Paris Jackson fühlt sich von Reportern verfolgt. Foto: Donald Traill/dpa

Paris Jackson legt sich wieder mit Teilen der US-Presse an. Dieses Mal ist ein Paparazzo-Foto der Auslöser.

 

Los Angeles - Paris Jackson (20), Tochter von Pop-Ikone Michael Jackson, klagt über den Umgang von Reportern und Paparazzi mit ihr. "Diese Woche war ununterbrochener Mist, ich habe es so satt", twitterte sie am Montag .
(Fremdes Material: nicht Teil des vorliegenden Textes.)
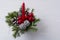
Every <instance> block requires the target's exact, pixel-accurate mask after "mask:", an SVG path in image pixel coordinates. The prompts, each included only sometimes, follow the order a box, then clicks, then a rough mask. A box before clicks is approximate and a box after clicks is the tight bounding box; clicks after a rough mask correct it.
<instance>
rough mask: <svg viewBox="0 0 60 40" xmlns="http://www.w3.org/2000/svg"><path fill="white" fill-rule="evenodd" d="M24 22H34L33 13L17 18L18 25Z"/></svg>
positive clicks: (33, 15) (22, 15) (29, 13)
mask: <svg viewBox="0 0 60 40" xmlns="http://www.w3.org/2000/svg"><path fill="white" fill-rule="evenodd" d="M25 20H28V21H29V22H33V21H34V20H35V18H34V15H33V13H32V12H31V13H29V14H28V15H22V16H18V20H17V22H18V24H21V23H23V22H24V21H25Z"/></svg>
Dazu schilderte sie, was ihr passiert sei: "Man parkt an der Tankstelle (...), schließt die Augen, um Lieblingssong zu hören, Paparazzo macht ein Foto mit Teleobjektiv, so dass man (auf dem Foto) nicht sehen kann, dass man parkt und beschuldigt einen, man sei am Steuer eingeschlafen." Dann fügte sie hinzu: "Wann wird das aufhören." Am Montag wurde Jackson zusammen mit ihrem Freund bei einer Filmpremiere gesichtet. Sie wirkte Medienberichten zufolge gut gelaunt.
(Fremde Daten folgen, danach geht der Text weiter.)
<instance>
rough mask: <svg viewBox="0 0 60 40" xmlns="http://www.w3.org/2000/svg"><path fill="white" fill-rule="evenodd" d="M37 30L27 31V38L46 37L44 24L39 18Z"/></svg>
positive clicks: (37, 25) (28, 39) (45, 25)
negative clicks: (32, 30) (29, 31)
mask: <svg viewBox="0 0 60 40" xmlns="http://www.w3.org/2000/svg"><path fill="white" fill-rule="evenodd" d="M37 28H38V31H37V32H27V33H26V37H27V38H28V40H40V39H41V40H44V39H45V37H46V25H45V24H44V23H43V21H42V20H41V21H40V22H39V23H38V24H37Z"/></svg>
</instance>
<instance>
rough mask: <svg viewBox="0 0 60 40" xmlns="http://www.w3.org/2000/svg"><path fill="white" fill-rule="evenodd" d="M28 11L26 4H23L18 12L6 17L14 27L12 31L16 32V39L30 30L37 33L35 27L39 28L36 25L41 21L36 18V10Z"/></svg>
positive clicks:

Am Wochenende hatte Jackson das US-Portal "TMZ.com" direkt angegriffen. Dort war berichtet worden, sie habe einen Suizidversuch unternommen, nachdem in der Dokumentation "Leaving Neverland" erneut Missbrauchsvorwürfe gegen ihren Vater erhoben worden waren. Die Polizei von Los Angeles bestätigte dem Promiportal "People.com" am Samstag, dass es einen Einsatz an Jacksons Wohnadresse gegeben habe und ein Krankenwagen wegen einer versuchten Selbsttötung im Einsatz gewesen sei. Im Jahr 2017 hatte die 20-Jährige dem Musikmagazin "Rolling Stone" gesagt, sie habe "mehrmals" versucht, sich umzubringen.